Recently, I got to visit Google’s Silicon Valley headquarters and chat with Amit Singhal, the company’s search honcho, and other employees about their vision for the future of search. (I wrote about that experience here.) Singhal in particular waxed enthusiastic about the possibility of building something as smart, helpful and effortless as Star Trek’s computer. The whole thing might have sounded pie-in-sky and unrealistic if it weren’t for the fact that the current versions of Google’s search app for Android and iOS have already taken meaningful steps in that direction.
Today, at the keynote for Google’s I/O conference, Singhal got a meaningful amount of stage time — and he talked about a bunch of new features he’d hinted at during my visit. In aggregate, they amount to additional meaningful progress towards the Star Trek computer:
- In Chrome, Google’s classic desktop version of search will get the same conversational spoken search which is already available in the mobile apps.
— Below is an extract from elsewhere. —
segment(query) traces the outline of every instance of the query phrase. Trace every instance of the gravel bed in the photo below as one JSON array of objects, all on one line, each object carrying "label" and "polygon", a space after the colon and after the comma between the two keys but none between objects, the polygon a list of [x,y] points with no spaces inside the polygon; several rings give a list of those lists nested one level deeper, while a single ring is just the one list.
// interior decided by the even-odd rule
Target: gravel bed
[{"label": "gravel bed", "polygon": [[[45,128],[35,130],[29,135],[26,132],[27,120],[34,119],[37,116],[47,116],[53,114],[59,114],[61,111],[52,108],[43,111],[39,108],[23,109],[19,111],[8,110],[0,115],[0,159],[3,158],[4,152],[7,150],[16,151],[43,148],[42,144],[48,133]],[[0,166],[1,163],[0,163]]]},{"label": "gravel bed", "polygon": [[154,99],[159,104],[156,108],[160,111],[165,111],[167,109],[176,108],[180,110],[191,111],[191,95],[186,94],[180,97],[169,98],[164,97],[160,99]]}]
- On all platforms, that search will get smarter about interpreting queries and sequences of queries — such as “Show me things to do in Santa Cruz,” “Show me pictures of the Santa Cruz Boardwalk” and “How far is it from here?”
- You’ll be able to go into spoken conversational mode by saying “OK, Google” rather than having to press a button to go into a special mode.
- The Knowledge Graph, which gives Google a better understanding of facts about all sorts of entities, will try to anticipate your follow-up questions and answer them based upon what other people search for. Ask for the population of Canada, for instance, and it’ll tell you — but it will also graph how that population has changed over time.
- Google Now’s Cards — which present you with summaries of info based all kinds of stuff Google knows about you — are adding additional types of content, such as notifications about TV shows and albums you might like. In a feature which sounds similar to something Apple’s Siri already has, you’ll also be able to create reminders that pop up at the right place and time, such as one reminding yourself to pick up milk at the grocery store.
Singhal has a bit more to say in this blog post. What he doesn’t disclose is precisely when these features will be live — but he says “soon.” I assume that means days, weeks or, at the most, a few months, not some fuzzy future time frame. They may not end up to be, as the title of Singhal’s presentation put it, “the end of search as we know it,” but I can’t wait until they all show up in my browser and on my phone. I’m also looking forward to something Singhal didn’t mention, but which I presume is also in the works: a variant of Google Now’s Cards that works in desktop browsers.